IndonesiaBuzz: Ngawi, 31 Mei 2026 – Prestasi membanggakan kembali ditorehkan atlet-atlet muda Kabupaten Ngawi di kancah olahraga combat sport. Tim Sasana Soerjo Ngawi tampil dominan dengan menyapu bersih enam medali emas pada Kejuaraan Shaduk Jotos yang digelar di GOR Ki Mageti, Kabupaten Magetan, Minggu (31/5/26).
Dalam kejuaraan perdana tersebut, Sasana Soerjo menurunkan enam atlet terbaik yang bertanding pada dua kategori berbeda, yakni boxing dan striking. Empat atlet turun di nomor boxing, sementara dua atlet lainnya berlaga di kategori striking.
Hasilnya, seluruh atlet yang diturunkan berhasil tampil impresif dan mengakhiri pertandingan dengan raihan medali emas. Capaian sempurna tersebut menegaskan perkembangan positif pembinaan atlet combat sport di Kabupaten Ngawi yang dalam beberapa tahun terakhir terus menunjukkan peningkatan prestasi.
Pelatih Sasana Soerjo Ngawi, Didit Koko Nugroho, mengungkapkan rasa syukur atas hasil yang diraih anak didiknya. Menurutnya, keberhasilan tersebut tidak hanya menjadi pencapaian prestasi semata, tetapi juga bagian dari proses pembentukan mental bertanding para atlet muda.
“Untuk Sasana Soerjo, kami menurunkan enam atlet dari kategori boxing dan striking. Alhamdulillah anak-anak bisa bertanding dengan lepas dan seluruhnya berhasil meraih medali emas. Kejuaraan ini juga sangat penting untuk menambah pengalaman dan jam terbang mereka,” ujarnya.
Didit menilai pengalaman bertanding menjadi aspek penting dalam pembinaan atlet usia muda. Selain mengasah kemampuan teknis, kompetisi juga menjadi sarana membangun kepercayaan diri dan kesiapan menghadapi turnamen yang lebih kompetitif pada level yang lebih tinggi.
Keberhasilan tersebut diraih melalui penampilan konsisten para atlet di setiap partai. Pada kategori striking, Fiby dan Miko sukses mempersembahkan dua medali emas bagi kontingen Ngawi. Sementara di kategori boxing, empat atlet lainnya yakni Ade, Adit, Rio, dan Deni berhasil mengunci kemenangan dan melengkapi koleksi enam medali emas Sasana Soerjo.

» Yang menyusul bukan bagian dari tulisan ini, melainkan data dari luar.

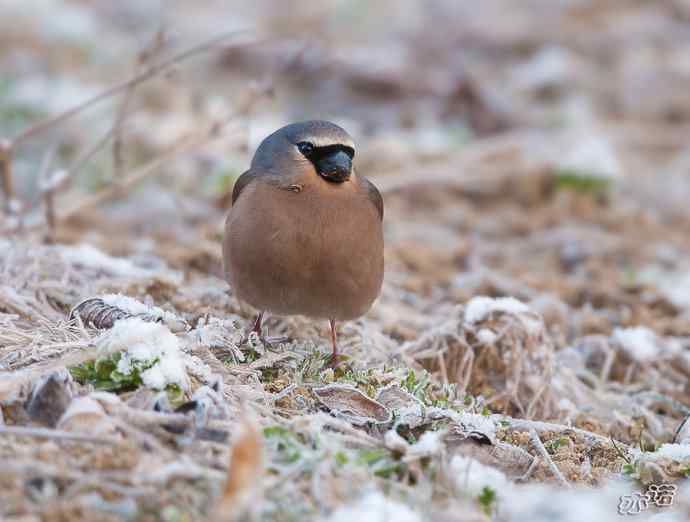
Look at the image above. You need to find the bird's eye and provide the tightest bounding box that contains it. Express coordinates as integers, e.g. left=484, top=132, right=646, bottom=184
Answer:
left=297, top=141, right=314, bottom=156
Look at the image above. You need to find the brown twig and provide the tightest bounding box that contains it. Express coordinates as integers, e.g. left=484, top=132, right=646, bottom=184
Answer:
left=0, top=426, right=119, bottom=444
left=112, top=27, right=165, bottom=181
left=0, top=140, right=14, bottom=215
left=11, top=31, right=253, bottom=147
left=529, top=428, right=570, bottom=488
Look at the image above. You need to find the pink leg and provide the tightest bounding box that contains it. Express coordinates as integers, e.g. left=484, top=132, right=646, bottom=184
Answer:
left=328, top=319, right=338, bottom=368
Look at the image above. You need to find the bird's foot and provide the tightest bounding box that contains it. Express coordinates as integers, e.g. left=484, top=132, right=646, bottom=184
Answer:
left=323, top=353, right=346, bottom=370
left=239, top=330, right=290, bottom=350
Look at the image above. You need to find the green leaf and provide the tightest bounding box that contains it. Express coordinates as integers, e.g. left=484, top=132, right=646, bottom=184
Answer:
left=477, top=486, right=496, bottom=515
left=554, top=169, right=611, bottom=196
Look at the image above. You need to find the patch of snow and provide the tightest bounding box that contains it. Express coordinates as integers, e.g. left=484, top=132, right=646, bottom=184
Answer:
left=450, top=455, right=512, bottom=497
left=477, top=328, right=498, bottom=344
left=612, top=326, right=662, bottom=362
left=100, top=294, right=179, bottom=323
left=59, top=243, right=148, bottom=276
left=653, top=444, right=690, bottom=462
left=325, top=491, right=422, bottom=522
left=513, top=46, right=572, bottom=90
left=465, top=295, right=530, bottom=324
left=557, top=134, right=623, bottom=181
left=98, top=317, right=189, bottom=390
left=409, top=431, right=443, bottom=456
left=465, top=295, right=543, bottom=336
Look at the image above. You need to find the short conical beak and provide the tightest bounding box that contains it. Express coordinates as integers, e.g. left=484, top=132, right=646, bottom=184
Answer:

Di sisi lain, Kejuaraan Shaduk Jotos menjadi momentum awal berkembangnya olahraga combat sport di Kabupaten Magetan. Panitia pelaksana, Kuncoro, menjelaskan bahwa event tersebut sengaja dirancang untuk memberikan ruang kompetisi bagi atlet-atlet baru sekaligus memperkenalkan olahraga combat sport kepada masyarakat yang lebih luas.
“Kejuaraan ini kami selenggarakan untuk menjaring bibit-bibit atlet baru, termasuk mereka yang baru pertama kali merasakan atmosfer pertandingan. Ini masih tahap awal dan menjadi proses pembelajaran bagi kami untuk terus meningkatkan kualitas penyelenggaraan ke depan,” jelasnya.

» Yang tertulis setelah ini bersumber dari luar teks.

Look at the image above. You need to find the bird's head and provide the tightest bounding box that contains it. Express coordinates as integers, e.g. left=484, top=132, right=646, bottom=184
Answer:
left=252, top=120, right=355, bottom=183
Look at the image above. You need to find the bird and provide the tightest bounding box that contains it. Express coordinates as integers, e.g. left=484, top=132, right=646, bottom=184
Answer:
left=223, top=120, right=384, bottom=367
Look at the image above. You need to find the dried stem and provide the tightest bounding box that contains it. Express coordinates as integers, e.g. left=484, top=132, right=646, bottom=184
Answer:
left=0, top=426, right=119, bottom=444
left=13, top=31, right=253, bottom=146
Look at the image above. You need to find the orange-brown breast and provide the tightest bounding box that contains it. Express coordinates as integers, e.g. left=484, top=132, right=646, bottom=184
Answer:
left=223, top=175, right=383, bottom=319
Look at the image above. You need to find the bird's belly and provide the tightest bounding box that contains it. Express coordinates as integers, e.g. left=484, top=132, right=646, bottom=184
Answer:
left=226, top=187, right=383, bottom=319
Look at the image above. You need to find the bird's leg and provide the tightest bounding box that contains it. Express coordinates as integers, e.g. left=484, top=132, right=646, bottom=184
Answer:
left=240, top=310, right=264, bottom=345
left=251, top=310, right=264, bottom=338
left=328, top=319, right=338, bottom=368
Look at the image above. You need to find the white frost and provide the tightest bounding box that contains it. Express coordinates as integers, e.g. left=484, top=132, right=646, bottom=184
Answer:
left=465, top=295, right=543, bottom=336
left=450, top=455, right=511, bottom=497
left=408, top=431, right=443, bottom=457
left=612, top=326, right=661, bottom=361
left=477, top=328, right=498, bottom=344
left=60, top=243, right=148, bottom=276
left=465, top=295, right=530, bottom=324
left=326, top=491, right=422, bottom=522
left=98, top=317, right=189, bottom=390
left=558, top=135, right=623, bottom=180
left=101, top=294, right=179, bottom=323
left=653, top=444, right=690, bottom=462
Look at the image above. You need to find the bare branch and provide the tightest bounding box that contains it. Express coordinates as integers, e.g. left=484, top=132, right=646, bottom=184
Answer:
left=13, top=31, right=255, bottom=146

Menurut Kuncoro, antusiasme peserta cukup tinggi. Sebanyak 116 atlet dari berbagai daerah ambil bagian dalam kategori umum, ditambah lima partai khusus yang melibatkan kalangan influencer untuk menarik perhatian masyarakat terhadap olahraga combat sport.

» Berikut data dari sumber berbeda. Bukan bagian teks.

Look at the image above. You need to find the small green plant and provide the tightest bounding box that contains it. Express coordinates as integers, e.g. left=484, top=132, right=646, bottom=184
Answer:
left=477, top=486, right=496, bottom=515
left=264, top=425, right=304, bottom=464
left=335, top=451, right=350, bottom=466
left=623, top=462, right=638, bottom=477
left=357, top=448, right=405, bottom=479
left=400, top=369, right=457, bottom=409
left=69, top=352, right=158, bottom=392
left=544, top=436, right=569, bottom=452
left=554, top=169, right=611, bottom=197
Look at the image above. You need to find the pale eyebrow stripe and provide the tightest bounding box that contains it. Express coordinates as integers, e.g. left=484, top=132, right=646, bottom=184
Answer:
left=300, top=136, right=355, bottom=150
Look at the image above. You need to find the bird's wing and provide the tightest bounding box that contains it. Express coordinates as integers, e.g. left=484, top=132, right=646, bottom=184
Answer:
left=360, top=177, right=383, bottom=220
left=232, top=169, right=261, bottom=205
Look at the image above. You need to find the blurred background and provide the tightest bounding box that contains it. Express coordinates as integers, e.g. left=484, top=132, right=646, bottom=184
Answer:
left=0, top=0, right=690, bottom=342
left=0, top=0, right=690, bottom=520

“Tujuan utama kami adalah mengenalkan dan mempopulerkan combat sport di Magetan serta membuka ruang pembinaan bagi atlet-atlet potensial yang nantinya bisa berkembang ke level yang lebih tinggi,” tambahnya.
Keberhasilan Sasana Soerjo menyapu bersih seluruh medali emas yang diperebutkan menjadi sinyal positif bagi perkembangan olahraga bela diri dan combat sport di Kabupaten Ngawi. Hasil tersebut juga menunjukkan bahwa pembinaan atlet yang dilakukan secara konsisten mulai menghasilkan prestasi nyata di tingkat regional.
Dengan raihan enam medali emas dari enam atlet yang diturunkan, Sasana Soerjo Ngawi tidak hanya membawa pulang gelar juara, tetapi juga memperkuat reputasi Ngawi sebagai salah satu daerah yang mulai diperhitungkan dalam peta perkembangan olahraga combat sport di Jawa Timur. (Esaputra /Koresponden Ngawi).